EXPECTATIONS for the Scottish housing market are improving as more potential buyers are becoming active, a new survey suggests.
New buyer enquiries in Scotland picked up, the latest Royal Institution of Chartered Surveyors (RICS) residential market survey for December found.
This was in contrast to the overall UK housing market which continued to display a lack of momentum last month, with buyer interest edging lower.
The headline price balance for Scotland remained firmly positive at 28% in the latest survey, meaning that 28% more surveyors said that prices rose in the past three months than those who said they fell.
However the supply of properties coming to the market remains a key concern for Scottish surveyors.
New vendor instructions to sell remained in negative territory for the ninth consecutive month.
Gail Hunter, RICS director in Scotland, said: “Whilst there are regional variations in the market, the overall picture presented by the latest survey is one of rising expectations as buyer interest increases.
“However, respondents continue to cite a lack of stock as a key market concern, and indeed the December survey points to a gap between supply and demand as new buyer enquiries rise whilst instructions to sell are broadly flat.

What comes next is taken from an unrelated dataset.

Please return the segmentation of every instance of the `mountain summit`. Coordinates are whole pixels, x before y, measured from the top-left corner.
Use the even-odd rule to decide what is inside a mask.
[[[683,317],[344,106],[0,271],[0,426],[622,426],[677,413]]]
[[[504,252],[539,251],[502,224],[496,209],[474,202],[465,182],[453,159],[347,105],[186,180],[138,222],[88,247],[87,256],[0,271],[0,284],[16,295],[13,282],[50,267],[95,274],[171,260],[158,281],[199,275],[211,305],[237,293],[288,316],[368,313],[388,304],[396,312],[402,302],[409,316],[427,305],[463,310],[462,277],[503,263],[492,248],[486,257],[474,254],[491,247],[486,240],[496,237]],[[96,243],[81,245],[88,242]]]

“Anecdotally, its seems that the changes to Land and Buildings Transaction Tax continues to have a negative impact on instructions to sell in the middle-to-prime brackets of the market, and this is having a detrimental trickle-down effect in other house price brackets.
“Unless supply increases, this could act to temper expectations in the months ahead.”
The survey found that newly agreed sales rose in December, whilst there were also increases in new buyer enquiries.
Instructions to sell were broadly flat at minus 2%.
The three-month price expectations balance at 33% picked up from 25% in November.
Meanwhile, three-month sales expectations data at 34% was also higher than the previous month when it was 30%.